Selon lui, malgré quelques difficultés d’approvisionnement, les réfugiés tchadiens vivant au Cameroun sont très bien traités et respectés. Il estime que cette situation est unique dans le monde entier, car ailleurs, les réfugiés ne disposent de ces conditions. « Cela n’existe nulle dans le monde… Il n’y a pas de distinction entre les réfugiés et les Camerounais. Ils partagent la même protection et jouissent des mêmes infrastructures », avait constaté Antonio Gutteres, Haut Commissaire des Nations Unies pour les Réfugiés, en visite au Cameroun en mars 2010.
« Regardez par exemple les maisons, certaines sont recouvertes de tôles ondulées, alors que dans les villages environnants du camp, certaines maisons n’ont pas ce luxe. En outre, les réfugiés ont les champs pour cultiver et le délégué d’arrondissement de l’Agriculture supervise leurs activités agricoles. On vient de leur distribuer des semences pour cultiver le riz, en sus du mil et du maïs », témoigne Felix Antoine Owona Messi, gardien volontaire au camp qui explique que « les réfugiés vivent mieux que les autochtones ».
Selon les responsables du HCR, les pouvoirs publics sont satisfaits du climat d’apaisement qui existe dans le camp. « Nous apprécions la collaboration entre les pouvoirs publics interalliés à Pitoa, le HCR et d’autres organisations humanitaires et les communautés riveraines», souligne Simplice Hervé Kengne, 1er adjoint du préfet de la Bénoué, le 20 juin dernier au camp des réfugiés.

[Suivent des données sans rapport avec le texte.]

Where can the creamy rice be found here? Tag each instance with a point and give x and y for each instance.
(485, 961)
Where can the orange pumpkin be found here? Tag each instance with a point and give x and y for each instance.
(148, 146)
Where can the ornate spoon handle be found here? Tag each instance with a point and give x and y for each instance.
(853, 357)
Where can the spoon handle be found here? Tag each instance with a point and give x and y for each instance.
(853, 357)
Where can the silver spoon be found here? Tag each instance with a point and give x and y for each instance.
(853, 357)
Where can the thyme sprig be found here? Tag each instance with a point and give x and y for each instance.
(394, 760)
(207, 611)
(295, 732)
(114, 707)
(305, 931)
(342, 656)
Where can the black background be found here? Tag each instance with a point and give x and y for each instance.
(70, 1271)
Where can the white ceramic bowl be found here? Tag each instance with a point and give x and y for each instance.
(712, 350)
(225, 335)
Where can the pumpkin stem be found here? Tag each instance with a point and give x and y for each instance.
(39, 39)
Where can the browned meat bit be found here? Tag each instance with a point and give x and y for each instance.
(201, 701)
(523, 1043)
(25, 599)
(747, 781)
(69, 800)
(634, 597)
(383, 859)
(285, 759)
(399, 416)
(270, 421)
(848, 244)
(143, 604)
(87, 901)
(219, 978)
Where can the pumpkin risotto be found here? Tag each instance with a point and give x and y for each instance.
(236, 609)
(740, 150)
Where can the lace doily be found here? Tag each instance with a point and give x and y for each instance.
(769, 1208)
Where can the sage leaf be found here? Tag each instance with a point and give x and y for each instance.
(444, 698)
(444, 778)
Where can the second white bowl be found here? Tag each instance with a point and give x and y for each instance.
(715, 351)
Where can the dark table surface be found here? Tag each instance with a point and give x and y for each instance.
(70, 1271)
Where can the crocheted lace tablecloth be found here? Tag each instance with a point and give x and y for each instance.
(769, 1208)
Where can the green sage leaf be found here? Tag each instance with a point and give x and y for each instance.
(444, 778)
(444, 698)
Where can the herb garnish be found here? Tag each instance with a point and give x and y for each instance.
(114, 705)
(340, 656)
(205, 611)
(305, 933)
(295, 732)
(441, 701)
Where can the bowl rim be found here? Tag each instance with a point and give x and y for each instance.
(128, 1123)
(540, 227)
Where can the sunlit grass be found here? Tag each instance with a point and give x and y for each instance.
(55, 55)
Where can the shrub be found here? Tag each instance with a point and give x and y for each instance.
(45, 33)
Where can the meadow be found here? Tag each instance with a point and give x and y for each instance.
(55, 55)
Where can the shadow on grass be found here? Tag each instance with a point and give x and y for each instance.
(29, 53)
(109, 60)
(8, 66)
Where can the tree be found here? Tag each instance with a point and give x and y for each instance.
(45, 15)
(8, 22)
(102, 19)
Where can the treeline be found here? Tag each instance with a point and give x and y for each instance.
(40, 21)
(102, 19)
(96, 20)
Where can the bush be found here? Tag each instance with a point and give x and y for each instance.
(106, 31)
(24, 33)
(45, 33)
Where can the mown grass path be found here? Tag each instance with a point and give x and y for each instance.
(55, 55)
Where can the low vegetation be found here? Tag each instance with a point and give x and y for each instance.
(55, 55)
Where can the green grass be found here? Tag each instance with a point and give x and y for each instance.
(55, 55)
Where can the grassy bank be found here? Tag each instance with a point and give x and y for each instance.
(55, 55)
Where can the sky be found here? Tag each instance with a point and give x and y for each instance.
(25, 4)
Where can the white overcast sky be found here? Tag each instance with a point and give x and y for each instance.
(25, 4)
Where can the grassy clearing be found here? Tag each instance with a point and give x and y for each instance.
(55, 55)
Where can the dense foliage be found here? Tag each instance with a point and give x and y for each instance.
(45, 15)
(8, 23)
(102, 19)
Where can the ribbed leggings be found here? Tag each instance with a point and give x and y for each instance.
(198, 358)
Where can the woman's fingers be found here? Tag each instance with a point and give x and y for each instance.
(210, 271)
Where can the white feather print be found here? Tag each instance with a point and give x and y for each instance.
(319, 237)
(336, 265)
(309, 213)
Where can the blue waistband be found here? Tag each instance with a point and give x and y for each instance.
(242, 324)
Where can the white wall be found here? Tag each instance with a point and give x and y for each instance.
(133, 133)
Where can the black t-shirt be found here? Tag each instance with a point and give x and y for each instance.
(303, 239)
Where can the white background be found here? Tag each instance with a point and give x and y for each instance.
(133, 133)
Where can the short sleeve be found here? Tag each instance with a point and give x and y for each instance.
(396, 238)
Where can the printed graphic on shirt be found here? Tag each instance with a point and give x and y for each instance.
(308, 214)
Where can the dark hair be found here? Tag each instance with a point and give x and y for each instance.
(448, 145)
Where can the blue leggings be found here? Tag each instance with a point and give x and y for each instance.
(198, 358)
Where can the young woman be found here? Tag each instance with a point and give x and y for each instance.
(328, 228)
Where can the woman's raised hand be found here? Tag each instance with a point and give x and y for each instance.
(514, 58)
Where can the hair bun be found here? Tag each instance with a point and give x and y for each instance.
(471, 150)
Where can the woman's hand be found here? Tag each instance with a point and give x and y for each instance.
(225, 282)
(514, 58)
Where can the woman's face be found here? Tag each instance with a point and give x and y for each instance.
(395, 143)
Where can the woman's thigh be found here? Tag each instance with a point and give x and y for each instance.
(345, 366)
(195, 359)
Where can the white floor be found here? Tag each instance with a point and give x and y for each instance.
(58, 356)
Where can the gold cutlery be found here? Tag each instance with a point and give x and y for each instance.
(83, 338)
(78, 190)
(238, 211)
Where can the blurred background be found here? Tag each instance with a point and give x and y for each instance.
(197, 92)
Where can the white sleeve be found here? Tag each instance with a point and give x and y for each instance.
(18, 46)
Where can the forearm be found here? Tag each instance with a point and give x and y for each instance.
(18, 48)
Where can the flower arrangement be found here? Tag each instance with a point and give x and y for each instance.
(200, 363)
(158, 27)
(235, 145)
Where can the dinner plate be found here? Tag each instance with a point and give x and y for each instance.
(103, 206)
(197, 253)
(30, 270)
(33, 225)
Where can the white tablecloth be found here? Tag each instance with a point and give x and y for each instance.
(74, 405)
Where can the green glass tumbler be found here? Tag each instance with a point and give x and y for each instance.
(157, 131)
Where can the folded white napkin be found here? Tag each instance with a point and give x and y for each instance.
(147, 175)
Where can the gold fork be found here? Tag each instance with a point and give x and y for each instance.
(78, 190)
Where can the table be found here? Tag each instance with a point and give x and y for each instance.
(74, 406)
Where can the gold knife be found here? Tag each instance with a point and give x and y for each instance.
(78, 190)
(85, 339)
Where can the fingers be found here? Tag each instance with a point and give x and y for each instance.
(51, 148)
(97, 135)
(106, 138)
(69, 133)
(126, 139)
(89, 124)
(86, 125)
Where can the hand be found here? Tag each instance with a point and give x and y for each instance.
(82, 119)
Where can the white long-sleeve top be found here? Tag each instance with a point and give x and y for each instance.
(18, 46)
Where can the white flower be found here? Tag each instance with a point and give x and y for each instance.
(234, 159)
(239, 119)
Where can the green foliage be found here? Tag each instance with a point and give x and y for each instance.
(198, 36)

Une réalité que contestent les concernés. « On continue de nous soigner avec des médicaments périmés », raconte Tarnayade Bodalta, responsable du Collectif des réfugiés tchadiens de langue (Coral). «Continuez à prendre vos médicaments même après péremption, car il faut 3 à 4 mois après la date officielle de péremption », les aurait on conseillés.
Pas de perspective pour
les réfugiés diplômés
Sur le plan alimentaire, relève Tarnayade Bodalta, « le mois passé et celui-ci, on a été privé d’huile, de farine, de haricot blanc et de sel». Selon le chef de sécurité du bloc C03, Charlotte Madjibaye, « par mois, une personne a droit à moins d’un litre d’huile, deux litres de pétrole et une petite marmite de farine, un peu de haricot et du sel de 25 Fcfa » avant de confesser que « Dieu est puissant et c’est par sa grâce que nous vivons ». Les réfugiés relèvent néanmoins que certains aspects de leur situation ont été améliorés. « L’Unicef et Actiondaid ont doté l’école primaire de tables bancs », explique le responsable du Coral. Depuis, les élèves ne s’asseyent plus à même le sol. L’ouverture d’un centre de santé, bien que fermé à partir de 14 heures, permet aux réfugiés du camp de disposer des soins.
Entre leur situation qu’ils trouvent « déplorable », certains préfèrent retourner au pays. Ils sont ainsi près de 1500 à attendre le rapatriement volontaire. Pour ceux qui voudront rester, il ne leur reste plus que l’option de l’intégration dans le pays. Le processus d’insertion pourrait aboutir à l’octroi d’un statut intermédiaire, voir à une naturalisation selon le bureau HCR de Garoua. Or, même si les pouvoirs publics disent avoir « pris bonne note » des doléances des réfugiés, ces derniers ont diversement interprété l’absence très remarquée du représentant du Programme alimentaire mondial (PAM) à cette commémoration de la journée du réfugié.